It gives me the following error message:

Error in stri_replace_all_regex(string, pattern, fix_replacement(replacement), : argument str should be a character vector (or an object coercible to)"

How can I fix it?

Julia Silge · Accepted Answer

The main problem is that you gave your text column the name data but then referred to it later as text. Try it something more like this:

library(tidyverse)
library(tidytext)

text <- c("Who said we cant have a lil dance party while were stuck in Quarantine? Happy Friday Cousins!! We got through another week of Quarantine.

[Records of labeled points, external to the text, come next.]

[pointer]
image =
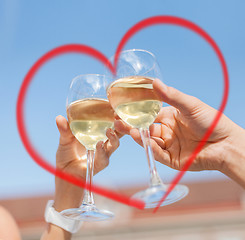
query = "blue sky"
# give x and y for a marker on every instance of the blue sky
(29, 29)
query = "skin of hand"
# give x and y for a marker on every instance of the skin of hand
(71, 158)
(179, 128)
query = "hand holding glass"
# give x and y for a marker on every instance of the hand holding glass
(132, 96)
(90, 115)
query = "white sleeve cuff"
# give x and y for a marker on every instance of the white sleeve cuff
(54, 217)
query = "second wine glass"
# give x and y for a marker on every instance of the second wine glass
(90, 115)
(132, 97)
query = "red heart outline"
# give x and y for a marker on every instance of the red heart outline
(83, 49)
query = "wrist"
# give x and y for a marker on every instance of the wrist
(234, 160)
(67, 195)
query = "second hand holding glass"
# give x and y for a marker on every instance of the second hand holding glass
(135, 102)
(89, 115)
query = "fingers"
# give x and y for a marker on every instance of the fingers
(121, 127)
(161, 155)
(66, 135)
(185, 103)
(135, 134)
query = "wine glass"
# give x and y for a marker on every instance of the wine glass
(90, 115)
(132, 97)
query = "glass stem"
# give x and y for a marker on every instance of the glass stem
(154, 177)
(88, 195)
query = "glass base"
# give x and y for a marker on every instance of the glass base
(152, 195)
(88, 213)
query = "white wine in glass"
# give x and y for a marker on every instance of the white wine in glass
(132, 96)
(89, 115)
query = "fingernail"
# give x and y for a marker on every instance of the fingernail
(163, 85)
(112, 133)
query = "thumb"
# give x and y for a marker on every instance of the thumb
(185, 103)
(66, 135)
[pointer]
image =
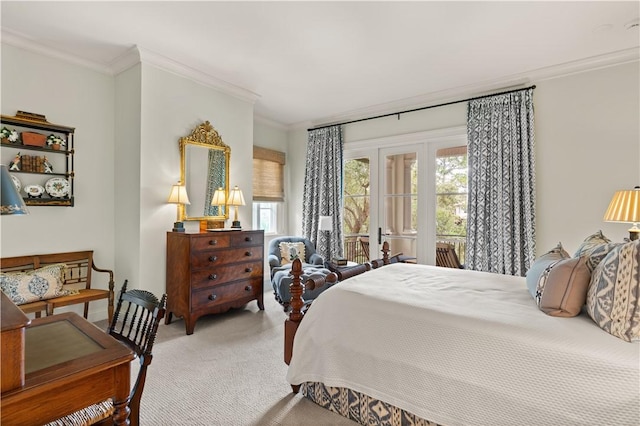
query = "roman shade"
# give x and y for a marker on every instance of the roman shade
(268, 174)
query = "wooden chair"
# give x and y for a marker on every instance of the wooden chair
(364, 245)
(446, 256)
(135, 324)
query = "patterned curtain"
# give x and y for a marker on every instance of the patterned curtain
(215, 180)
(501, 211)
(323, 190)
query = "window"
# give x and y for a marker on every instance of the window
(451, 197)
(268, 188)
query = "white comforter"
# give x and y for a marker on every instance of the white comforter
(465, 348)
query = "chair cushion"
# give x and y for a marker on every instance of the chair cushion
(290, 251)
(86, 416)
(39, 284)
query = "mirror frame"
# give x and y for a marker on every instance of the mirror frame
(206, 136)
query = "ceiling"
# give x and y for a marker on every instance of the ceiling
(314, 62)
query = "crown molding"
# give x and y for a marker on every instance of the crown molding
(20, 40)
(132, 56)
(269, 122)
(480, 89)
(168, 64)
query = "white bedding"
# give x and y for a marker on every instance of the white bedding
(462, 347)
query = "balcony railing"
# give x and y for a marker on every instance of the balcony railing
(353, 251)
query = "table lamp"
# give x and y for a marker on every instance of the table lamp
(236, 199)
(178, 196)
(12, 202)
(625, 207)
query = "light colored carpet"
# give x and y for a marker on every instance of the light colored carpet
(230, 371)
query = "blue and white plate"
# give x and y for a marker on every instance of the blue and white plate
(57, 187)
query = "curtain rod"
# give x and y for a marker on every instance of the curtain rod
(420, 109)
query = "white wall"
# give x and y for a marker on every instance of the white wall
(272, 136)
(77, 97)
(587, 147)
(127, 158)
(171, 107)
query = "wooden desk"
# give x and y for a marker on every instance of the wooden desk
(69, 364)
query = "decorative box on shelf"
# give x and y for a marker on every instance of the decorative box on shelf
(41, 166)
(33, 139)
(339, 261)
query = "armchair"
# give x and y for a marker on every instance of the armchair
(312, 267)
(275, 259)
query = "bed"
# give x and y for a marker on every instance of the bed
(418, 344)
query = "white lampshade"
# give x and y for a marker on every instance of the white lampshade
(178, 195)
(625, 207)
(219, 198)
(235, 197)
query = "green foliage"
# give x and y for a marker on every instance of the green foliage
(356, 196)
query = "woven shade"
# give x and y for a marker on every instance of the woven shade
(624, 207)
(268, 175)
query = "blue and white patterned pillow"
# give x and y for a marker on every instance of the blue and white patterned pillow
(613, 298)
(39, 284)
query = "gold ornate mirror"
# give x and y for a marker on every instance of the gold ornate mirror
(204, 168)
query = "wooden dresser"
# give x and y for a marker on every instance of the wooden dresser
(212, 272)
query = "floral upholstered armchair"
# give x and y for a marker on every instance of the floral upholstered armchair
(282, 252)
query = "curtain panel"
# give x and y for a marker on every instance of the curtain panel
(501, 210)
(323, 190)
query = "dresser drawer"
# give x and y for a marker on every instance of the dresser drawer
(211, 240)
(208, 259)
(209, 297)
(248, 238)
(222, 274)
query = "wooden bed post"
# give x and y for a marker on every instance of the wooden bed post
(295, 316)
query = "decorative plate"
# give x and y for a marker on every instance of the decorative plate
(16, 182)
(57, 187)
(34, 191)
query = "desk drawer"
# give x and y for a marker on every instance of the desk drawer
(218, 295)
(222, 274)
(211, 240)
(221, 257)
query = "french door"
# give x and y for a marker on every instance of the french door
(391, 194)
(399, 199)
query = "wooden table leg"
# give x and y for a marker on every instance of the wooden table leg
(120, 400)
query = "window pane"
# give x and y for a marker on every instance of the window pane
(451, 197)
(356, 208)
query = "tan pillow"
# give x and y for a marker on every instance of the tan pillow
(291, 251)
(39, 284)
(613, 299)
(562, 288)
(541, 264)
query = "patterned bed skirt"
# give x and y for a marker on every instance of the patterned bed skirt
(360, 407)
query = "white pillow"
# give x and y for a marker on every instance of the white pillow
(291, 251)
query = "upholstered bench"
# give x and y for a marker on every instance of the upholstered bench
(282, 279)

Lets continue to stay safe, healthy and make the best of the situation.  . . Video:  . . -  #blackgirlstraveltoo #everydayafrica #travelnoire #blacktraveljourney #essencetravels #africanculture #blacktravelfeed #blacktravel #melanintravel #ethiopia #representationmatters #blackcommunity #Moyoafrika #browngirlbloggers #travelafrica #blackgirlskillingit #passportstamps #blacktravelista #blackisbeautiful #weworktotravel #blackgirlsrock #mytravelcrush #blackandabroad #blackgirlstravel #blacktravel #africanamerican #africangirlskillingit #africanmusic #blacktravelmovement #blacktravelgram",
          "#Copingwiththelockdown... Festac town, Lagos.  #covid19 #streetphotography #urbanphotography #copingwiththelockdown #documentaryphotography #hustlingandbustling #cityscape #coronavirus #busyroad #everydaypeople #everydaylife #commute #lagosroad #lagosmycity #nigeria #africa #westafrica #lagos #hustle #people #strength #faith #nopoverty #everydayeverywhere #everydayafrica #everydaylagos #nohunger #chroniclesofonyinye",
          "Peace Everywhere. Amani Kila Pahali. Photo by Adan Galma  . * * * * * * #matharestories #mathare #adangalma #everydaymathare #everydayeverywhere #everydayafrica #peace #amani #knowmathare #streets #spi_street #mathareslums")
data_df <- tibble(text)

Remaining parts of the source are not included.